The notification-service relies on multiple third-party adapters (e.g., SendGrid, Twilio, AWS SES) to deliver messages. These adapters require sensitive credentials, such as API keys, SMTP passwords, and XOAUTH2 refresh tokens.

Hardcoding these credentials in the codebase or baking them into container images is a severe security risk. Relying solely on environment variables can also be risky in shared environments where environment inspection is possible. We need a unified, secure strategy for managing these secrets at runtime.

Decision

We will manage all adapter credentials using the platform's central Secret Management System (e.g., Vault), accessed via the standard Configuration Service client.
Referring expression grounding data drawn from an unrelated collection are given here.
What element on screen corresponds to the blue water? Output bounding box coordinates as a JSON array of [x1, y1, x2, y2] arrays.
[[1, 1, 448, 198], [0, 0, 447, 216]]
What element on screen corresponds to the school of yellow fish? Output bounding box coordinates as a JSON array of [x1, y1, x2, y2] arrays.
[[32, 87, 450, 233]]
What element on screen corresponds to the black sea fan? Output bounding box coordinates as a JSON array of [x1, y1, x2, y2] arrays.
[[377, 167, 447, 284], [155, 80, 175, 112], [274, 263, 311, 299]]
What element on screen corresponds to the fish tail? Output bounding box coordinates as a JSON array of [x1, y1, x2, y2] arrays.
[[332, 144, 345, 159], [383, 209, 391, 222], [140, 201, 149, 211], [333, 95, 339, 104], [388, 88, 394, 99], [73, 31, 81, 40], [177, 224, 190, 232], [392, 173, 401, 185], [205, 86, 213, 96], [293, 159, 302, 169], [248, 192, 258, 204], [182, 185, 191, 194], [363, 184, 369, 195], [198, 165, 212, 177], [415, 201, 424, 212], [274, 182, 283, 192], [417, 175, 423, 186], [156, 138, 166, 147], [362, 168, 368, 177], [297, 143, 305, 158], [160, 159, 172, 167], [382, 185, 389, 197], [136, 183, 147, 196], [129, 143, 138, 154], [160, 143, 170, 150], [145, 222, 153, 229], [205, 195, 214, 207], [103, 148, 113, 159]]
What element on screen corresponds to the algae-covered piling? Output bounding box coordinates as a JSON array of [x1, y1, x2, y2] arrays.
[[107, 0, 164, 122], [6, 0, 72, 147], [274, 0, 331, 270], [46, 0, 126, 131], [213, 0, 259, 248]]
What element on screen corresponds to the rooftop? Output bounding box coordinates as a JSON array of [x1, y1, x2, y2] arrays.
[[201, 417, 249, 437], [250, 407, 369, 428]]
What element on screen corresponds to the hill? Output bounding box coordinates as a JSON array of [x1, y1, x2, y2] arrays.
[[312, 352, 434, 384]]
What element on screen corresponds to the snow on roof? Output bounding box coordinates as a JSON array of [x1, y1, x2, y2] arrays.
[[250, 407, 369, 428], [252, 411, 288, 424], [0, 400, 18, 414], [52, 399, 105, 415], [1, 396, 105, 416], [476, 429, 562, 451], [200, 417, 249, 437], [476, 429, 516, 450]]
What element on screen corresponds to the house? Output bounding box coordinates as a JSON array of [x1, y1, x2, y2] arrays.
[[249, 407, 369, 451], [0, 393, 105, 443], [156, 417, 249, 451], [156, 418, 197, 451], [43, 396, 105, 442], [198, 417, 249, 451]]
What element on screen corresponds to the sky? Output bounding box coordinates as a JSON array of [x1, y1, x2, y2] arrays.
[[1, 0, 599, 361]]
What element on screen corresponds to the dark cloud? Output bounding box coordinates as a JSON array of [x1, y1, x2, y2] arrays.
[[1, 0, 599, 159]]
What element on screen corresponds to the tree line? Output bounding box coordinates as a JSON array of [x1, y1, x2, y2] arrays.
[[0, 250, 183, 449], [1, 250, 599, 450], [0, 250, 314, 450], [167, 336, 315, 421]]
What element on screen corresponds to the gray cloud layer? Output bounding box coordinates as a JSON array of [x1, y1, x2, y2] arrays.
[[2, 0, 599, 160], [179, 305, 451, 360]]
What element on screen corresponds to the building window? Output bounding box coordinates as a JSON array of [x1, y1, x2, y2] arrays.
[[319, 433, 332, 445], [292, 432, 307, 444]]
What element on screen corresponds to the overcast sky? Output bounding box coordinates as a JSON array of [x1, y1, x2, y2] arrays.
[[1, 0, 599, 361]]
  1. No Hardcoded Secrets: Credentials must never appear in source code or version control.
  2. Runtime Retrieval: The service will fetch its configuration and secrets at startup (or periodically) from the central configuration provider.
  3. Sender Profiles: Credentials will be organized by "Sender Profiles" (e.g., email.profiles.marketing, sms.profiles.alerts). This allows the service to manage multiple identities (and thus multiple sets of credentials) for a single channel type without code changes.
  4. XOAUTH2 Support: For email providers requiring modern authentication (like Gmail or Outlook), the service will store and use Refresh Tokens. The adapter will be responsible for exchanging the refresh token for a short-lived Access Token at runtime, ensuring long-term access without manual intervention.

Consequences

Positive

  • Enhanced Security: Secrets are stored encrypted at rest in a dedicated system (Vault), not in plain text config files.
  • Centralized Rotation: Operations teams can rotate API keys in the central store without redeploying the application.
  • Compliance: Meets standard compliance requirements for secret management.
  • Multi-Identity Support: The profile-based config structure allows easy management of distinct credentials for different business functions (Sales vs. Support).

Negative

  • Runtime Dependency: The service cannot start if the Configuration/Secret service is unavailable.
  • Local Dev Complexity: Developers must set up a local secrets provider (or use a local .env file adapter supported by the config library) to run the service locally.